“Faith is believing things you know ain’t so.” Mark Twain’s definition rings true for many today. It’s common to think of faith as pretending to certainties you couldn’t possibly be sure of. So then, how does anyone manage to have faith? Well, the folk wisdom is that you need to take a leap.
Picture it now. There is Indiana Jones in the Last Crusade. The intrepid archaeologist must cross a deep chasm and simply trust that an invisible pathway bridges it. Though he cannot see the bridge, he decides to step out. He summons up superhuman willpower in order to quiet the rational part of his brain—the part screaming at him to be sensible. Instead, he decides to ignore evidence and reason. He opts for “faith”. He chooses to believe in an invisible saviour and so, stepping out onto the apparent nothingness… thud… his foot lands on something solid. The bridge exists. The leap is rewarded. Brave old Indy!
Is this what faith is? In the popular imagination, yes. And in many Christians’ imaginations too. Just this morning a Christian proudly told me that he had encouraged a mutual non-Christian friend of ours to “Do what Indiana Jones did—take a leap of faith.” I have to say, I winced. Because what does all this “leap of faith” language assume?
It assumes that, ordinarily, our non-Christian friend lives “at ground level”, coolly and calmly collating evidence and reasoning his way through life. And that makes Christians the Indiana Joneses of spirituality. We become an exceptional breed of human—called “believers”—who choose to ignore the rational path while reasonable people look on with envy, pity or disdain. The whole way of thinking is nonsense from beginning to end.
None of us live “at ground level”, simply navigating life according to reason and evidence.
None of us live “at ground level”, simply navigating life according to reason and evidence. I don’t treat you like a clever ape or a moist robot. I don’t treat the world like an insignificant rock hurtling through a meaningless universe. I don’t treat life like a cosmic accident. And you, whether you profess certain religious views or not, don’t treat me as a biological survival machine. In nearly every waking moment of our lives we take attitudes to life, the world and each other that are profoundly value-laden. We treat each other (or at least we ought to treat each other) as profoundly significant moral beings—as bearers of a dignity that cannot be proved or earned. And we take all of this on faith.

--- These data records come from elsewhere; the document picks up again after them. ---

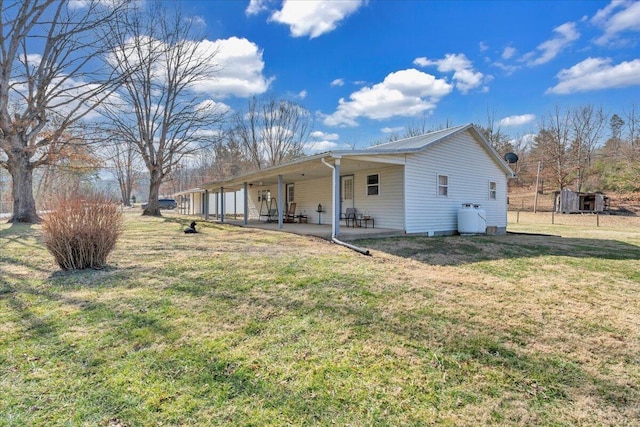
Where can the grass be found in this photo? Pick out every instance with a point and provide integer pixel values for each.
(235, 326)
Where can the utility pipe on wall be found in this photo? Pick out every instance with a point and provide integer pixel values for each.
(336, 214)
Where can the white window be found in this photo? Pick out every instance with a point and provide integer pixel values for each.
(373, 185)
(493, 190)
(443, 185)
(290, 193)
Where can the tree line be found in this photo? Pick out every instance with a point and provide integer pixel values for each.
(90, 86)
(94, 84)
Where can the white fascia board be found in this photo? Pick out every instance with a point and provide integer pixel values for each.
(394, 159)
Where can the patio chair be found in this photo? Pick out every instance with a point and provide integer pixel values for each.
(349, 216)
(290, 216)
(271, 215)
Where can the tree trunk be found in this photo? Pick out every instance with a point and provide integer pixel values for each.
(153, 208)
(24, 204)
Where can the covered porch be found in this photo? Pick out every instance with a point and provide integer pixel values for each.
(322, 189)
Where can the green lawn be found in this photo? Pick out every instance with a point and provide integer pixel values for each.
(244, 327)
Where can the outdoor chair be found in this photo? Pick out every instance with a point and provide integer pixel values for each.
(291, 213)
(349, 217)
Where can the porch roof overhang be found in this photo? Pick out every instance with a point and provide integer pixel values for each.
(312, 167)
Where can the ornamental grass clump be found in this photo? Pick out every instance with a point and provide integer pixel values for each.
(80, 232)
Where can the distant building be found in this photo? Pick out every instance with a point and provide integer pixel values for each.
(567, 201)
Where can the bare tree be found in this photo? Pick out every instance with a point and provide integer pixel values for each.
(49, 80)
(123, 163)
(500, 141)
(552, 147)
(588, 129)
(271, 132)
(158, 108)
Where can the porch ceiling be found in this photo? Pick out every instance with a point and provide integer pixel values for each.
(306, 170)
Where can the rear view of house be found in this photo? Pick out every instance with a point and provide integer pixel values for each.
(415, 185)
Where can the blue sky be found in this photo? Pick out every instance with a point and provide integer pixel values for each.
(366, 69)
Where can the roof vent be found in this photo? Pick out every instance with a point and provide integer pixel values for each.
(511, 158)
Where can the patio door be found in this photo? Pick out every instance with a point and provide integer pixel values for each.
(346, 193)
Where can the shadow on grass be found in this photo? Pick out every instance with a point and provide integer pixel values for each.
(459, 250)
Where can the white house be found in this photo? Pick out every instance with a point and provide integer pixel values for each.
(414, 185)
(198, 201)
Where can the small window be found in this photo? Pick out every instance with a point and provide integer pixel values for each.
(290, 193)
(443, 185)
(373, 185)
(493, 190)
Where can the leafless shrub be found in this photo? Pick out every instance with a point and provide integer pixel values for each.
(81, 231)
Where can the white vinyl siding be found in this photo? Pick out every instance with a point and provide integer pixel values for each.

In philosopher Larry Siedentop’s phrase, every day we “wager on the moral equality of humans” (Inventing the Individual, 2017, p65). In other words, we step out into the world on the basis of prior beliefs about ourselves and others. And it’s a gamble because maybe I’ll treat the other person as supremely valuable, and maybe they’ll treat me like a mischievous ape in return. Nevertheless, I make the wager. I live by faith. And so do you.
This is why I wrote The Air We Breathe. The book explores the kinds of beliefs that everyone holds, even the people who claim they are not “believers”. In particular, I draw attention to seven values that are all-pervasive in our world: Equality; Compassion; Consent; Enlightenment; Science; Freedom;and Progress. We tend to think of these values as natural, universal and obvious but they are nothing of the sort. They are the fruits of a very particular historical development—Christianity. That’s why, in the book, I map these values very roughly onto seven phases of history: Old Testament; New Testament; Early Church; Middle Ages; The Scientific Revolution; The Abolition of Slavery; and the Modern Day. The Air We Breathe is a history of the world from Genesis to George Floyd and it shows how the moral assumptions and intuitions we hold derive from Christ and not from any supposed “secular foundations”.
Which means that all of us are believers. No-one needs to take a “leap of faith”. Our culture has already taken an almighty leap. We are 6 miles high, inhabiting a castle of unproven and unprovable assumptions. The modern world is made of these beliefs and would be unrecognizable without them. And yet none of these beliefs make sense without their Christian foundations.
Tonight, I’m hoping to see my friend—the one who was told to “take a leap of faith.” Here’s what I want to tell him:
“You don’t need to leap. You are already living at a dizzying height. You are exercising faith every minute, faith in values that are not natural, obvious or universal, faith that you cannot prove. On a daily basis you live by faith in human rights, the sanctity of life, and the virtue of compassion. You believe that love is the greatest thing, that might can never make right and that, though the arc of history is long, it bends towards justice. You are not at ground level, living by reason and evidence. No-one is. You’re at 30,000 feet, living in the world that Christianity built. Your great need is not to leap. Your greatest need is to stand. You need some ground beneath your feet, and only Jesus Christ will do.”
I’ll give him my book and I’ll pray that, through it, he will learn to lean into the beliefs he already holds. Underneath there is a Lord to make sense of them all.